Esta ponte sob um céu de zinco,
acachapante céu de zinco
quase a fundir-se ao mar negro,
parado mar de pântano
imóvel e compacto,
sem um calafrio na pele de pergaminho enrijecido,
sem um arrepio de febre,
nem o sopro sequer de uma brisa doente
para estremecer-lhe o dorso cor de ferrugem.
Há quantos séculos, Veneza,
celebram em tua intenção ofícios religiosos,
missas de Sétimo Dia e de Ação de Graças,
enquanto morres e ressuscitas
na metáfora de um fim sempre adiado.
Enquanto afundas milímetro a milímetro,
as paredes de calcário de teu casario
corroídas lenta e silenciosamente
pelas águas pestilentas de teus canais.
Veneza romântica, bizantina, gótica, renascentista,
(depois o barroco acrescentaria
o desregramento da sua fantasia)
com tuas esculturas
e afrescos derrotados pelos ácidos,
asfixiada e poluída pelas águas contaminadas
das fábricas da laguna
oxidando teus fundamentos.
II
A Veneza das igrejas de San Trovaso,
Gesuati e San Sebastiano.
Veneza de Tintoretto, Tiepolo e Veronese.
Do Gran Canal, a rua que ondula longamente
e se reparte no labirinto
dos desvios e becos dos 177 canais.
Adornada com colunas de mármore
da liquidação do Império Romano.
Com cavalos de bronze
do hipódromo de Bizâncio.
A antiga e sábia Rainha do Mar
do soneto de Alfieri.
Vermelha e negra,
de veludo e cetim,
a cidade pintada de Musset.
O antro da besta selvagem para Henry James.
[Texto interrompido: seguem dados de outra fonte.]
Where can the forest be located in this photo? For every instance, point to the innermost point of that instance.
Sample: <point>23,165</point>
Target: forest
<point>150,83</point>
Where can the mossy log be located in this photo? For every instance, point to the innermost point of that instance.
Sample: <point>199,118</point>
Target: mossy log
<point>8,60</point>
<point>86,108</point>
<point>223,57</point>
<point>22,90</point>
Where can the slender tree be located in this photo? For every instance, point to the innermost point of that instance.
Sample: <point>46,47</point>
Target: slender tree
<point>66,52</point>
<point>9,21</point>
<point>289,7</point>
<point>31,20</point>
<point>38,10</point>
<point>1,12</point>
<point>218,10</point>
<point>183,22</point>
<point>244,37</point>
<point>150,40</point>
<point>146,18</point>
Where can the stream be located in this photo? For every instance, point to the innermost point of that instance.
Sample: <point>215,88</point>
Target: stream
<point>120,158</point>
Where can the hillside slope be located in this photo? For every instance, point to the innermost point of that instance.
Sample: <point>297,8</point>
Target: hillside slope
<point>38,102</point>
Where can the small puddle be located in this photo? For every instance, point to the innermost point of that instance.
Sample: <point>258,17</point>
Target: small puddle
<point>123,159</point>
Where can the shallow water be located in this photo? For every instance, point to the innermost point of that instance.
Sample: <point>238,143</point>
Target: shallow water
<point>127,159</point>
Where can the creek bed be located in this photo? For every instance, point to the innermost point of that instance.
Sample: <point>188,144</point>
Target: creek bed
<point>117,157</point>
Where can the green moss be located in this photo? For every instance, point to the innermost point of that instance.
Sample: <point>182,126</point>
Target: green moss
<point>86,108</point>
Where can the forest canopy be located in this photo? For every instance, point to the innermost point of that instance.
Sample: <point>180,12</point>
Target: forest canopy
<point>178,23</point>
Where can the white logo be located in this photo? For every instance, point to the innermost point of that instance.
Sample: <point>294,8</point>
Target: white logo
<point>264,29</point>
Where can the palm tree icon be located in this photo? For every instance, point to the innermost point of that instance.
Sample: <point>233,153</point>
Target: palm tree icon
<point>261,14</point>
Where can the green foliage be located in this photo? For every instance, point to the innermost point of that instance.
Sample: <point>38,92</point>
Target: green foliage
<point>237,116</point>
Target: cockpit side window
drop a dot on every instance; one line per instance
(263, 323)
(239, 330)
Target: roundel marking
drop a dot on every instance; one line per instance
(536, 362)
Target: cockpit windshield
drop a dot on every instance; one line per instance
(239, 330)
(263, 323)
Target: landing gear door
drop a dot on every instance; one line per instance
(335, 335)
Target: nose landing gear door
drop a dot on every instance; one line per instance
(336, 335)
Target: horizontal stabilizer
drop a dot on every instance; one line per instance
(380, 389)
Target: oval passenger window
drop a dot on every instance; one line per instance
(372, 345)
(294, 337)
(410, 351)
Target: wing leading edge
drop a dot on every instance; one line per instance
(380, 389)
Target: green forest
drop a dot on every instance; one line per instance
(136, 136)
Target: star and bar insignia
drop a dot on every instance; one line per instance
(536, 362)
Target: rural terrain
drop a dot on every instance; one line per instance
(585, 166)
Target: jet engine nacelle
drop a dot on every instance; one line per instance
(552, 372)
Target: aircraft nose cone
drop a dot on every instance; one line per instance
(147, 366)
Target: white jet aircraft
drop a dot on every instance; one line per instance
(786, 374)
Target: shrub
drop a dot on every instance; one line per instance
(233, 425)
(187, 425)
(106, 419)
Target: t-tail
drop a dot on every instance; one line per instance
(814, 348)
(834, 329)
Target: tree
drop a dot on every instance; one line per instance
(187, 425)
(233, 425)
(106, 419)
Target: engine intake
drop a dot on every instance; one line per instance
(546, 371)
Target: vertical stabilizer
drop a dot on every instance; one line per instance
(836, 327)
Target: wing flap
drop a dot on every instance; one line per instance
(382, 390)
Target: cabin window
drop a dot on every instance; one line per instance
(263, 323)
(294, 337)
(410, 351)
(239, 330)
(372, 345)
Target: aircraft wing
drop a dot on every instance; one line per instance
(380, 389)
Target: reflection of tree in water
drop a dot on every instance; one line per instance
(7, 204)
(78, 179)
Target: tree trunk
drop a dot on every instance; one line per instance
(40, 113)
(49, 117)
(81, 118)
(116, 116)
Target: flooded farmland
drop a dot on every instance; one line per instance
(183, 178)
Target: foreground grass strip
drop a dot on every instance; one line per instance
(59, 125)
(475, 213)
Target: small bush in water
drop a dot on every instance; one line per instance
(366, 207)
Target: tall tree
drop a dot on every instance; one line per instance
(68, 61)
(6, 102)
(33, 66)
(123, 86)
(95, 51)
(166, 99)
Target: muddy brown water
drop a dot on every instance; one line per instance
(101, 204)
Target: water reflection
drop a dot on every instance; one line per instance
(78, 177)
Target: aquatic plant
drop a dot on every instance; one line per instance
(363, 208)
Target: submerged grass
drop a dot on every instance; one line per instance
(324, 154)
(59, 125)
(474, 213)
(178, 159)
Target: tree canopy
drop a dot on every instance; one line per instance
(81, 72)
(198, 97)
O dédalo abjeto de Thomas Mann:
putrefato símbolo sexual,
apelo obscuro do amor e da morte.
Nas noites do Gran Canal
Byron nadava com uma lanterna
na mão para não perder o rumo das estrelas.
Veneza da Piazzetta onde São Teodoro
guarda no olhar o fogo da virgília.
Da aurora e dos címbalos flutuando
entre domos, fontes, estátuas, castelos e praças.
Dos delírios carnais de Tintoretto
despencando das alturas.
Da cor do céu de Tiepolo que Deus
tenta imitar nos crepúsculos venezianos.
No Ancoradouro dos Incuráveis
Nietzsche contraiu gênio
e sífilis de uma rameira.
Câmara mortuária de Wagner
que expirou contemplando o Gran Canal.
Na Ponte da Humildade
Ezra Pound tomava sol esperando a morte.
D'Annunzio explorou os porões de tua alma,
onde tudo era vapor, fadiga, consumação e cinzas
navegando na água negra
de uma gigantesca clepsidra.
Veneza que inventou a luz
entre a hipnose da laguna
e os reflexos do céu.
Veneza fêmea,
oferecendo o corpo nu
no leito aquático em abandonos sem-fim.
Cidade a ser exorcizada
pelas feridas da psique e da alma.
Por que não recolhes as máscaras do carnaval?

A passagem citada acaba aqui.